Leukocyte-induced endothelial dysfunction in the rabbit basilar artery: modulation by platelet-activating factor.

We studied the effects of polymorphonuclear leukocytes (PMNLs) activated by N-formyl-methionyl-leucyl-phenylalanine on the endothelium-dependent relaxation of the rabbit basilar artery (BA). In the presence of activated PMNLs the maximal vessel relaxation to acetylcholine (ACh) and bradykinin (endothelium-dependent dilators) was decreased from 62 +/- 7 and 48 +/- 6% to 23 +/- 9 and 19 +/- 7, respectively, (p < 0.05). The endothelium-independent relaxation to nitroprusside was not affected by PMNLs. When PMNLs were activated in the organ chamber in the presence of a low concentration of platelet-activating factor (PAF, 10(-10) mol/l), the depression of ACh- and bradykinin-induced relaxation increased by 27 +/- 9 and 23 +/- 7%, respectively (p < 0.05), though at this concentration PAF alone did not cause PMNLs to induce endothelial dysfunction.
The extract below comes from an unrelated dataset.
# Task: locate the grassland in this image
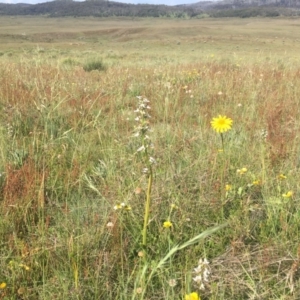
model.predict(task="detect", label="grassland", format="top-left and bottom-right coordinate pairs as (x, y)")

In addition, in the presence of PAF, activated PMNLs inhibited endothelium-dependent relaxation at lower cell concentrations and shorter periods of contact with the endothelium. PMNL effects on the endothelium were correlated with the level of cell exocytosis as tested by accumulation of beta-glucuronidase activity. In the presence of PAF, accumulation of this activity increased from 46 +/- 6 to 79 +/- 8 U/ml (p < 0.05). Examination of BA segments by scanning electron microscopy revealed that, after the treatment with activated PMNLs, the endothelium was morphologically preserved, but in the presence of PAF PMNLs caused more apparent microlesions in the endothelial layer. We conclude that small quantities of PAF potentiate the activation of marginated PMNLs. These cells then become more aggressive towards the endothelium, producing significant depression of the endothelium-dependent relaxation.